Square Steatite Elbow Pipes

SQUARE STEATITE ELBOW PIPES

The two examples at the top are from the collections of the University of Georgia.  The pipe at the bottom is unusual in that it is not made of steatite, but is sandstone.  It is of the same type, but includes an incised ring around the top of the bowl.  The pipe was recovered from a plowed field as a young boy followed his dad’s tractor.  That boy was a beloved brother who later gave his life in Viet Nam.

Tobacco may have been used for smoking as long as 5000 years ago and the square cut steatite pipe is generally believed to belong to the Late Archaic and Early Woodland periods. It may have been one of the earliest pipe forms in the Southeast, but the discovery of an Archaic burial in Limestone County, Alabama with a Tubular pipe under its arm may suggest otherwise. The research of L.O. Wyman and the four year search of C.B. Moore along the shell middens of the St. Johns river may paint a different picture.Wyman had recovered no pipes during his research and Moore had recovered just five pipes, four broken and one whole tube pipe.Those examples came from the Mulberry Midden, a much younger midden than the older Orange period and Early Woodland St. Johns middens.Moore concluded that the use of tobacco was unknown to the builders of the earlier middens while the builders of the later Mulberry Midden used tobacco with a tube form of pipe.
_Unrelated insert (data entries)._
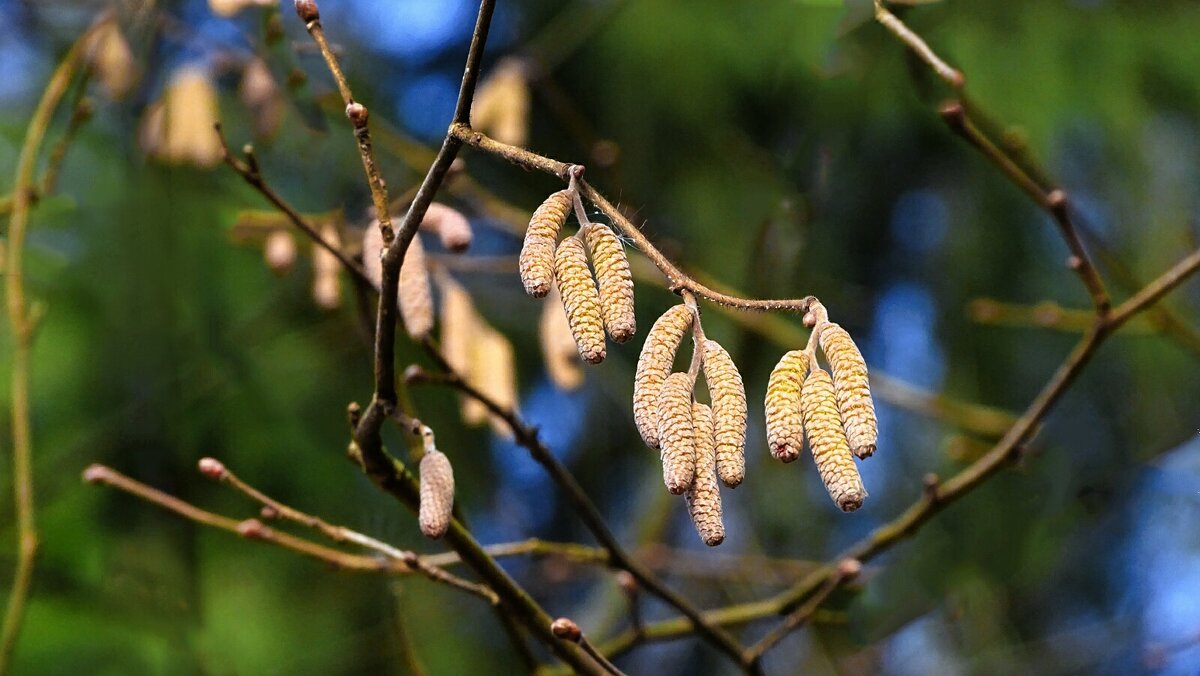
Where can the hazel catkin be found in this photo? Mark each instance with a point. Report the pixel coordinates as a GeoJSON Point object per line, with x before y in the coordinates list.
{"type": "Point", "coordinates": [676, 432]}
{"type": "Point", "coordinates": [616, 281]}
{"type": "Point", "coordinates": [729, 412]}
{"type": "Point", "coordinates": [537, 261]}
{"type": "Point", "coordinates": [580, 299]}
{"type": "Point", "coordinates": [705, 495]}
{"type": "Point", "coordinates": [653, 365]}
{"type": "Point", "coordinates": [437, 494]}
{"type": "Point", "coordinates": [852, 387]}
{"type": "Point", "coordinates": [785, 424]}
{"type": "Point", "coordinates": [827, 438]}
Bennie Keel recovered one whole example of the square steatite pipe and three fragments from the Tuckasegee site in western North Carolina.The site was historic Cherokee and Keel believed the steatite pipe to have come from a prior, Late Archaic or Early Woodland occupation.John A. Walthall supports this idea, pointing out that pipe smoking did not become part of the Native American ritual until the Woodland period.

While its use in these early periods is questionable at best, the form has been consistently recovered from Middle Woodland sites dating between 200 B.C. and 600 A.D. throughout the Southeast. C.B. Moore recovered one example at the Shield’s Mound in Duval Co. Florida. The mound also contained the early form of Swift Creek pottery. He also recovered an example from a mound near Crystal River with Crystal River, Weeden Island I and Franklin Plain pottery dating to Florida’s Weeden Island I period. Moore also recovered a sandstone pipe of similar form from Grant Mound in Duval County, Florida. The pipe bowl was at less than a 90 degree angle with the stem. Grant Mound contained St. Johns Check Stamped and Little Manatee Zoned Stamped pottery, indicating a Middle Woodland context. Moore recovered a rounded version of this pipe, again with less than a 90 degree angle with the stem that was made of coquina from the Mandarin Point mound in Jacksonville that had the same Middle Woodland context as the Grant Mound. Another example of the rounded variety of steatite pipe was recovered from a Middle Woodland Copena site near the Guntersville Basin in northeastern Alabama. Three pipes were recovered from this site, one of steatite, one of sandstone, and one ceramic pipe that was tempered with limestone. Finally, Lewis and Kneberg recovered two pipe blanks that were square-cut, but were made of claystone. These were shaped at a 90 degree angle between bowl and stem, but were clearly part of the process of pipe making and not the finished product. They seemed to be part of the Late Mississippian Dallas culture and not of the much earlier square cut steatite variety.